Giving Up Everything
My friend Skip tells me he would give all his wealth, all his success, everything he has, just for one more conversation with his mother and his dad. Our wealth lies in those we love, not the things we acquire. It’s acutely obvious to me today, more than ever.
As I look back, regrets in my mind, I see too many times when my mom did not receive the respect she earned and deserved, whether it be teen years of rolling my eyes or talking back, or dismissing her wishes in her older years. In an instant, those regrets sting.
Today, though my heart hurts, I celebrate my own mother, and the mothers around this earth. Being a mom can be a thankless job, brutally difficult at times, yet amazingly rewarding. There is no possible way to accommodate all the sacrifices these women make on our behalf, so the least we can do is give them our time and attention today.
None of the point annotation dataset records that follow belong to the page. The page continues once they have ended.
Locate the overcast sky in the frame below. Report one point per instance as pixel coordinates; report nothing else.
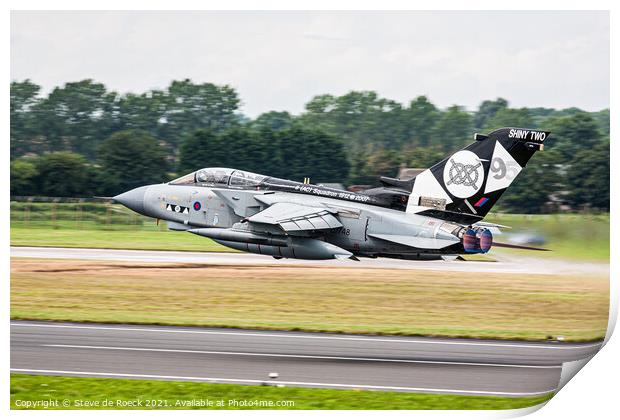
(280, 60)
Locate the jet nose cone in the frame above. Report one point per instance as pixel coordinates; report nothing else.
(133, 199)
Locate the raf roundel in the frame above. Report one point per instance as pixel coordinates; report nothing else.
(463, 174)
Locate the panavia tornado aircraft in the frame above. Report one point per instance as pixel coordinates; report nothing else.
(437, 214)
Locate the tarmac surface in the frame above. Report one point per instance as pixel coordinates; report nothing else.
(404, 364)
(506, 263)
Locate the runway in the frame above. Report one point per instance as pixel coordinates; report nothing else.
(507, 263)
(404, 364)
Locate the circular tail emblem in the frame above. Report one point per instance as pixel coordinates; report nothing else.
(463, 174)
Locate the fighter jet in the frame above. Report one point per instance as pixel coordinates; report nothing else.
(437, 214)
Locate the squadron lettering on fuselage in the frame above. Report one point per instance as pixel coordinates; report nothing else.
(177, 209)
(527, 135)
(343, 195)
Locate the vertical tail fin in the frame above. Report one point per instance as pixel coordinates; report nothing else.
(470, 181)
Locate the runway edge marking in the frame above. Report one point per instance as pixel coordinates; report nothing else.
(257, 381)
(301, 356)
(309, 336)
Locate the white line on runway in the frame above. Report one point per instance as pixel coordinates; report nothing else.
(255, 381)
(310, 336)
(301, 356)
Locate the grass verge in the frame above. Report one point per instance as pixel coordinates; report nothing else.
(128, 393)
(114, 239)
(96, 225)
(330, 299)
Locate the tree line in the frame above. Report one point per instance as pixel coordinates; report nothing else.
(82, 139)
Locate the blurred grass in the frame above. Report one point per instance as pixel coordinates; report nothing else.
(570, 236)
(38, 388)
(99, 225)
(350, 300)
(114, 239)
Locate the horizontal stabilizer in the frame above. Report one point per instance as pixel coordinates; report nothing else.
(528, 248)
(416, 242)
(494, 228)
(295, 217)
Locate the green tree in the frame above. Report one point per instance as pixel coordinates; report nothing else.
(273, 120)
(509, 117)
(532, 189)
(190, 106)
(587, 178)
(75, 117)
(572, 134)
(420, 118)
(423, 157)
(24, 176)
(63, 174)
(453, 129)
(311, 153)
(24, 95)
(488, 109)
(129, 159)
(202, 149)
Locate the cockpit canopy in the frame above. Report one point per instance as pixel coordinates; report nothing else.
(223, 177)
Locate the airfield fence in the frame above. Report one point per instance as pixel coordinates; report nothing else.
(76, 213)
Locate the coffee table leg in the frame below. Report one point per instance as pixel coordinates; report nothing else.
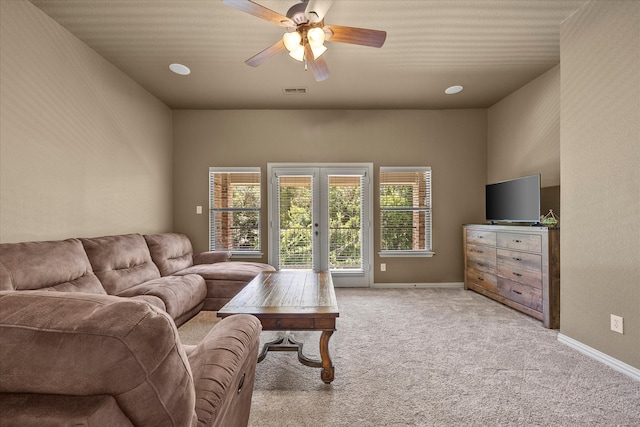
(327, 372)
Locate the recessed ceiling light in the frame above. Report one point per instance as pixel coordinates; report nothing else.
(183, 70)
(453, 90)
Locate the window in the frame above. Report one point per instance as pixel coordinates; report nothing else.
(234, 210)
(405, 211)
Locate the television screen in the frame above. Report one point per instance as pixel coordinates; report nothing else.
(515, 200)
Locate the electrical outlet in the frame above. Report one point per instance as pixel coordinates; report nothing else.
(617, 324)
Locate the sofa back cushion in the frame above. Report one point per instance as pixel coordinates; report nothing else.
(84, 345)
(171, 252)
(56, 265)
(120, 262)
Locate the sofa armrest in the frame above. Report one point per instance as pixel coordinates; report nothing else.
(224, 368)
(211, 257)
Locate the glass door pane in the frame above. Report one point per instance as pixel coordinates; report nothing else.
(345, 222)
(295, 217)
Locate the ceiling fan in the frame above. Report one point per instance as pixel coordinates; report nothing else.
(306, 33)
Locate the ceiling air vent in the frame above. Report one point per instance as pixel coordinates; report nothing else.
(295, 90)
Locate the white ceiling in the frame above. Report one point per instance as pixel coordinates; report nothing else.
(491, 47)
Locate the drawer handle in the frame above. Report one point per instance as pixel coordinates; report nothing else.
(241, 383)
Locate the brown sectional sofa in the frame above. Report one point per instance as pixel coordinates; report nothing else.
(173, 254)
(88, 359)
(103, 349)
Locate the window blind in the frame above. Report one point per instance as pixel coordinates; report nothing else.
(234, 209)
(405, 209)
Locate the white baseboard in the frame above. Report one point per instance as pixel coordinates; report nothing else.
(448, 285)
(601, 357)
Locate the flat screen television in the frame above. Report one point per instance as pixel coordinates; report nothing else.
(515, 200)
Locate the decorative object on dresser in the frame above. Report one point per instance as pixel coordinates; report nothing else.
(518, 266)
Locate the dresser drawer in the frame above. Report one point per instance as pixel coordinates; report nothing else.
(522, 242)
(524, 276)
(482, 279)
(480, 237)
(526, 295)
(481, 258)
(520, 260)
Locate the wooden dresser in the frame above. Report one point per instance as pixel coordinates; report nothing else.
(518, 266)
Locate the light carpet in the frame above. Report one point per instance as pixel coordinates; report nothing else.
(435, 357)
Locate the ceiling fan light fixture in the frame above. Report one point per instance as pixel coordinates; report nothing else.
(297, 53)
(180, 69)
(315, 36)
(318, 50)
(292, 40)
(452, 90)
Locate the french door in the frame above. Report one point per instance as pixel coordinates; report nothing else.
(319, 219)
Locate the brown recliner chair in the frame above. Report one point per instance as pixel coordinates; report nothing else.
(70, 358)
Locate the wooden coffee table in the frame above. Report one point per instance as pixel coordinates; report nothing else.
(292, 300)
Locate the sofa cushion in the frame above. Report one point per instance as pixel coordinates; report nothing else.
(170, 252)
(120, 262)
(228, 354)
(56, 265)
(236, 271)
(36, 410)
(180, 294)
(80, 344)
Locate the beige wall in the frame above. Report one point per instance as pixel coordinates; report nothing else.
(452, 142)
(84, 150)
(600, 168)
(524, 132)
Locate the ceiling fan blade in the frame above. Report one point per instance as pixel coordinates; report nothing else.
(316, 9)
(318, 65)
(258, 59)
(359, 36)
(261, 12)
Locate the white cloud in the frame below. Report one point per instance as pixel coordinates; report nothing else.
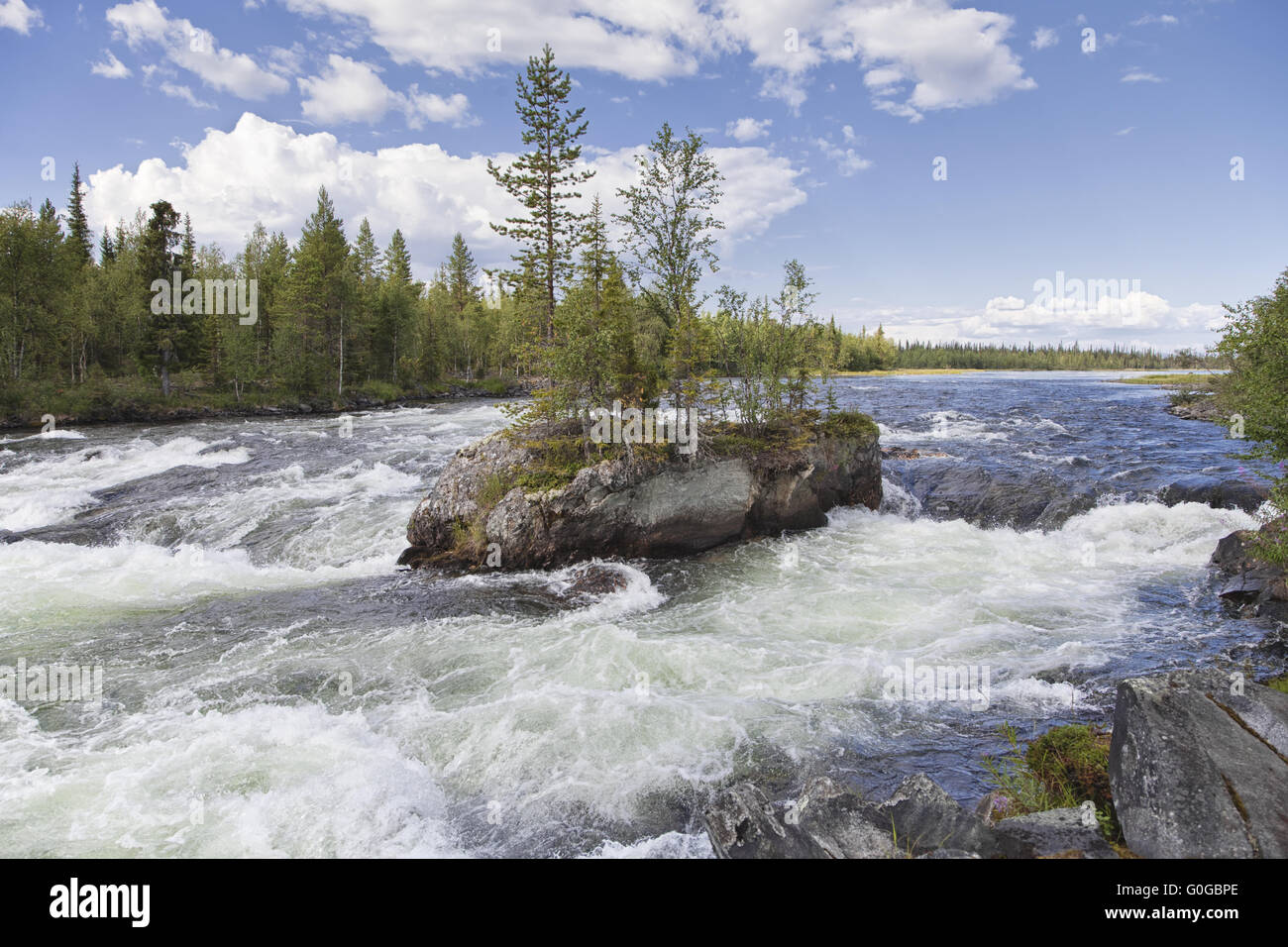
(191, 48)
(748, 129)
(1133, 318)
(638, 40)
(846, 159)
(1138, 76)
(184, 93)
(262, 170)
(14, 14)
(111, 67)
(1044, 37)
(349, 90)
(934, 54)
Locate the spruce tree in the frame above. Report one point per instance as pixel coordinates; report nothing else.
(106, 249)
(544, 179)
(78, 239)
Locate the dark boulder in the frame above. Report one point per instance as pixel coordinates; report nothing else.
(1199, 767)
(649, 508)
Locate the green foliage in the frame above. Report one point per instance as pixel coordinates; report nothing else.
(1256, 393)
(1063, 768)
(544, 180)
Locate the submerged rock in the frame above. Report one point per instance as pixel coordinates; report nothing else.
(992, 499)
(919, 819)
(477, 515)
(1199, 767)
(1222, 495)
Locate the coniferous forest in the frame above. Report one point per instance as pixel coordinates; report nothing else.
(342, 317)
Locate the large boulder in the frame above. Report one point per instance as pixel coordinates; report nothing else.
(477, 514)
(1199, 767)
(1247, 579)
(997, 497)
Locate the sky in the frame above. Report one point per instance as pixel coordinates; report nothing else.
(1103, 171)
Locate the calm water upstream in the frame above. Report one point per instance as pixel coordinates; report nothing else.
(273, 685)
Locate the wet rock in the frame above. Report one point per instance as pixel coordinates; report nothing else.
(925, 817)
(651, 508)
(1220, 495)
(1199, 770)
(1055, 832)
(991, 499)
(909, 454)
(918, 819)
(1197, 407)
(1248, 579)
(993, 806)
(822, 823)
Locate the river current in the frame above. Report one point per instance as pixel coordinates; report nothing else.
(274, 685)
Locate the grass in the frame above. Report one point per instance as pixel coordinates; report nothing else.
(1194, 380)
(905, 371)
(1063, 768)
(140, 397)
(559, 455)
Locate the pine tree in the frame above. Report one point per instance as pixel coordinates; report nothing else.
(167, 331)
(309, 337)
(365, 253)
(187, 262)
(542, 178)
(462, 274)
(595, 258)
(397, 307)
(78, 239)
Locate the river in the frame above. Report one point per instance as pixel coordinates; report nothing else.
(274, 685)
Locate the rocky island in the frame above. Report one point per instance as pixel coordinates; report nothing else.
(498, 504)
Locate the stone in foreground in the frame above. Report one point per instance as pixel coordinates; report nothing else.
(648, 508)
(1199, 770)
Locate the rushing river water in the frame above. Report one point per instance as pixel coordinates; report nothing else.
(274, 685)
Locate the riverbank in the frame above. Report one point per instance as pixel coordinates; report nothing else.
(237, 582)
(136, 401)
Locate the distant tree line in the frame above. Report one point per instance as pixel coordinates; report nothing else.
(339, 317)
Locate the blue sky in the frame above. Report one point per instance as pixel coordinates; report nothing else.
(825, 116)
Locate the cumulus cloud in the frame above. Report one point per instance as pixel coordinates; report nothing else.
(1043, 38)
(1087, 311)
(184, 94)
(143, 25)
(262, 170)
(111, 67)
(846, 159)
(748, 129)
(349, 90)
(930, 54)
(14, 14)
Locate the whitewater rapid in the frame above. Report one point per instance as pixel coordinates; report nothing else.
(274, 685)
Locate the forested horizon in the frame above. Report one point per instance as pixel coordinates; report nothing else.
(340, 313)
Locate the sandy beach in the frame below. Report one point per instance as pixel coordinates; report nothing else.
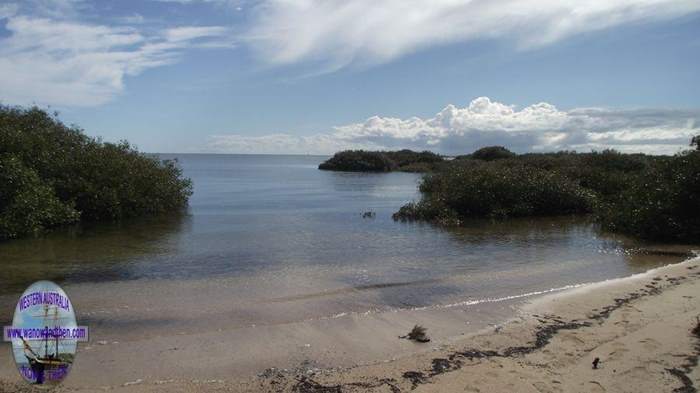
(640, 328)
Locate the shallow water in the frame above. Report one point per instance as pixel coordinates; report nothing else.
(271, 239)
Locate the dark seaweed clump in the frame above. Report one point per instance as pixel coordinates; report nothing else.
(52, 174)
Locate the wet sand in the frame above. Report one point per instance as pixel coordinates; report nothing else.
(639, 327)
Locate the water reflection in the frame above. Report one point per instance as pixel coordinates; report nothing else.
(89, 252)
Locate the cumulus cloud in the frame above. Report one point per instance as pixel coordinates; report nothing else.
(341, 32)
(455, 130)
(71, 63)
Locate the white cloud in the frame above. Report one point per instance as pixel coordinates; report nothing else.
(76, 64)
(341, 32)
(454, 130)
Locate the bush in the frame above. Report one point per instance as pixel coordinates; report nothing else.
(358, 161)
(661, 203)
(491, 153)
(74, 175)
(498, 191)
(381, 161)
(651, 197)
(26, 205)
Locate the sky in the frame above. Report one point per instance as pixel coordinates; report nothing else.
(318, 76)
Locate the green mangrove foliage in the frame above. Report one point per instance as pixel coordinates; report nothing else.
(381, 161)
(652, 197)
(52, 174)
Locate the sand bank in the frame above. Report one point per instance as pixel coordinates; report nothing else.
(639, 327)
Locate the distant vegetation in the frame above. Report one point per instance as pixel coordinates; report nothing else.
(52, 174)
(651, 197)
(382, 161)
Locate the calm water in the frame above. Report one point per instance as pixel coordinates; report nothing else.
(283, 231)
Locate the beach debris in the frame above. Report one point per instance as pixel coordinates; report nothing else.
(418, 334)
(136, 382)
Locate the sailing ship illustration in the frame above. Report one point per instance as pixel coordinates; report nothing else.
(47, 362)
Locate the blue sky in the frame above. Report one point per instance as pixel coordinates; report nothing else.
(316, 76)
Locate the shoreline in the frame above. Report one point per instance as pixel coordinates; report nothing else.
(552, 334)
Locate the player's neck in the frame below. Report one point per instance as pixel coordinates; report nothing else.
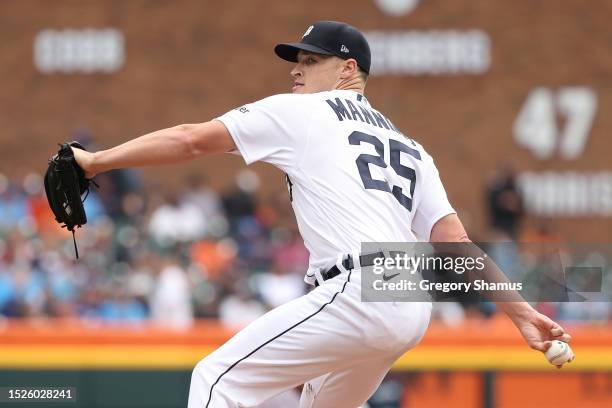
(351, 84)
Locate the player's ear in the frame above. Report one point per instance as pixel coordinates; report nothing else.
(349, 68)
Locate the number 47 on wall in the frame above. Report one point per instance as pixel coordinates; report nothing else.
(536, 127)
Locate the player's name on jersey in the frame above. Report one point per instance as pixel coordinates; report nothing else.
(348, 110)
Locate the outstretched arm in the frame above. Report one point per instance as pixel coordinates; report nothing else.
(166, 146)
(537, 329)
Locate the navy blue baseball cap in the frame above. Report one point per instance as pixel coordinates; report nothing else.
(330, 38)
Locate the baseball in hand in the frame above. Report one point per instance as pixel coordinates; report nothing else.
(559, 353)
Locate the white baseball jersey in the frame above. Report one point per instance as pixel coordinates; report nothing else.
(352, 176)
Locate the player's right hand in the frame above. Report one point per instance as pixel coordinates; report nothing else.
(539, 331)
(84, 159)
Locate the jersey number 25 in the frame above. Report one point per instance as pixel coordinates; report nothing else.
(396, 148)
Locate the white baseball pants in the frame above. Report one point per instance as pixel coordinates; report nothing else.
(337, 346)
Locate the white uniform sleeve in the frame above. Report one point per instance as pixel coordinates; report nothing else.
(274, 129)
(434, 202)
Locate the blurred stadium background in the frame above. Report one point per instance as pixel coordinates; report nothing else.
(510, 97)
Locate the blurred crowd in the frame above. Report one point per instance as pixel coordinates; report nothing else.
(149, 253)
(174, 254)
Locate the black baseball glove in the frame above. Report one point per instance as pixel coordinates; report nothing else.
(65, 183)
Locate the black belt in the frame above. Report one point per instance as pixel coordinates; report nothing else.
(347, 263)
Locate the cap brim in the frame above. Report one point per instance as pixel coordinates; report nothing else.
(289, 51)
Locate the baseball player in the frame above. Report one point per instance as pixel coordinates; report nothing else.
(353, 177)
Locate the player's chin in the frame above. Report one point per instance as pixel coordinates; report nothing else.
(299, 89)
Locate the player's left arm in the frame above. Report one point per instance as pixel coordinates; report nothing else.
(166, 146)
(537, 329)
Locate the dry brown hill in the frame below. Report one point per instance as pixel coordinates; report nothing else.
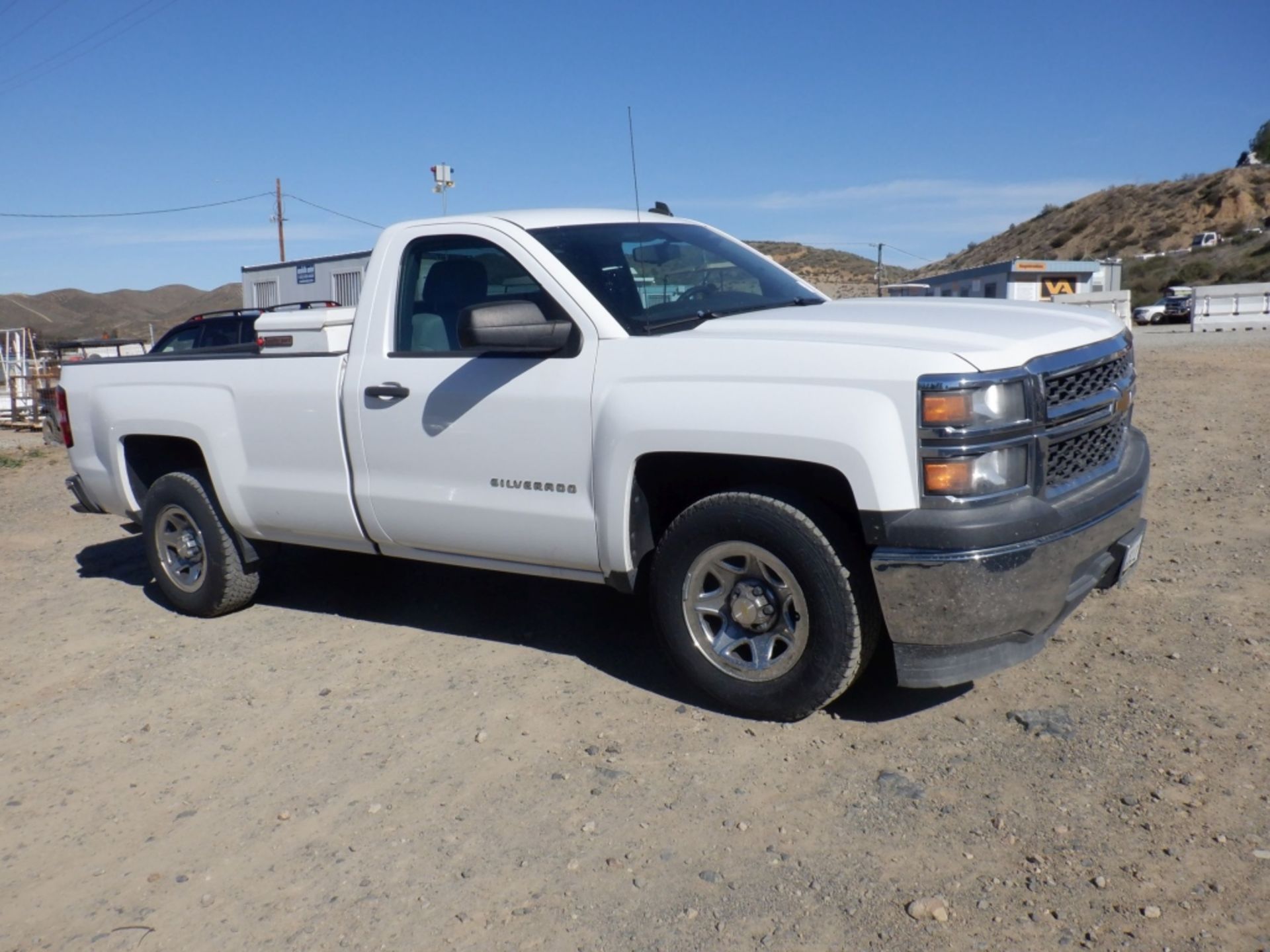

Join me as I toast my own mom, and those around us today.
PS: My pastor often talks about how the world’s religions make us think we can earn our way into heaven. Yet heaven is for perfection, and perfection can only come through your life being substituted by the perfect one. It’s not about earning. No one is good enough to earn their way. It’s about accepting the gift of Christ.
Not one doubt enters my mind on this day when a celebration is taking place, with big smiles as my mom enters the Kingdom to see those who went before her. Though I rarely talk about my faith here, because people tend to take offense (not my intent), today, in honor of my mom and her Maker, I celebrate with her. Tears and grief cannot overcome the joy I feel for her at this moment, making this the perfect Mother’s Day for her.